Topic link: https: //vjudge.net/problem/HDU-4003
Meaning of the title: the right side to a tree, the roots have a m s personal, to traverse through all the points m individual, a person after spending an edge to edge weights, find the minimum cost (you can take the edge has gone ).
Ideas:
Comparative miss state, with DP [u] [j] represents a j with a minimum cost of individual nodes in the subtree of u. But transfer equation a bit difficult to think.

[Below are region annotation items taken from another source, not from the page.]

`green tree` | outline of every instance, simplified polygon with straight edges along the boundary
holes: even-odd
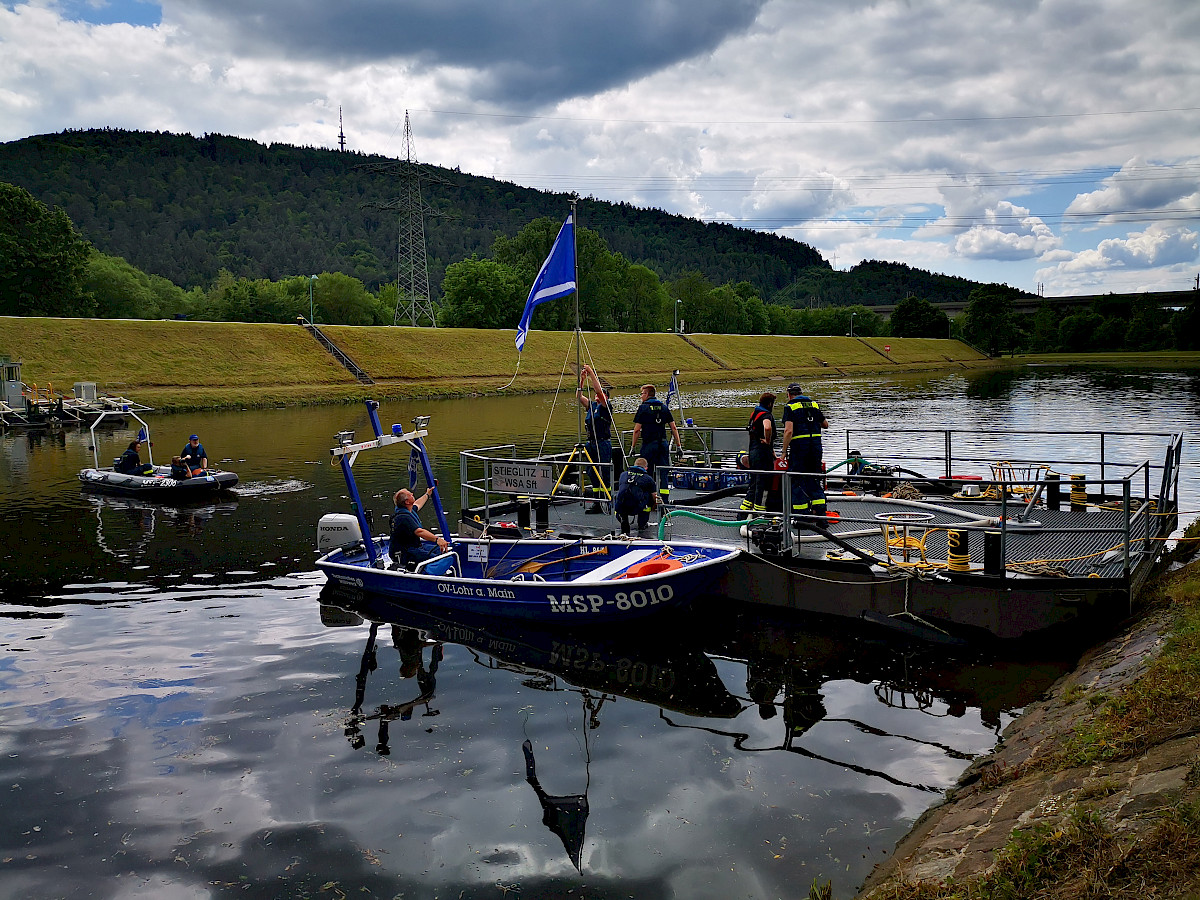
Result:
[[[697,271],[684,272],[667,284],[671,301],[679,301],[679,320],[686,331],[706,331],[713,286]],[[672,319],[674,317],[672,316]]]
[[[446,266],[438,324],[446,328],[517,326],[528,284],[518,271],[494,259],[472,256]],[[545,305],[545,304],[544,304]]]
[[[67,214],[0,182],[0,314],[90,316],[83,284],[91,245]]]
[[[1175,349],[1200,350],[1200,290],[1193,290],[1188,305],[1171,318]]]
[[[318,322],[331,325],[374,324],[374,299],[362,282],[342,272],[322,272],[313,283]]]
[[[671,298],[659,276],[644,265],[626,266],[620,283],[618,331],[658,331],[662,311],[671,308]],[[670,324],[668,324],[670,326]]]
[[[991,355],[1014,349],[1020,335],[1014,300],[1020,293],[1007,284],[972,290],[962,312],[962,336]]]
[[[1058,311],[1048,302],[1038,306],[1030,325],[1030,350],[1052,353],[1058,347]]]
[[[889,322],[893,337],[948,337],[950,318],[929,300],[908,294]]]
[[[1133,305],[1129,328],[1126,331],[1126,347],[1130,350],[1158,350],[1171,346],[1171,332],[1168,328],[1170,313],[1150,295],[1142,294]]]

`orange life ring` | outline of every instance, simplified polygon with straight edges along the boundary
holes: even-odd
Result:
[[[683,563],[680,563],[678,559],[672,559],[670,557],[655,557],[653,559],[647,559],[642,563],[635,563],[634,565],[629,566],[620,577],[643,578],[647,575],[662,575],[662,572],[673,572],[676,569],[683,569]]]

It is important how to deal dp [u] [0], to dp [v] [0], 0 minimum cost that is personal in the sub-tree node v, then u can only come through a robot parent node of v , it is assumed x person, that this individual x u have to return to the job after traversing all points v subtree, then the cost is 2 * sum [v] + 2k * w, sum [v] is all v subtree and edge weights, w is u-> v edge weight, so that it takes a minimum when k =, to take 2 * sum [v] + 2 * w. Therefore dp [u] [0] = sum (2 * sum [v], 2 * w), the sum represents the sum outside.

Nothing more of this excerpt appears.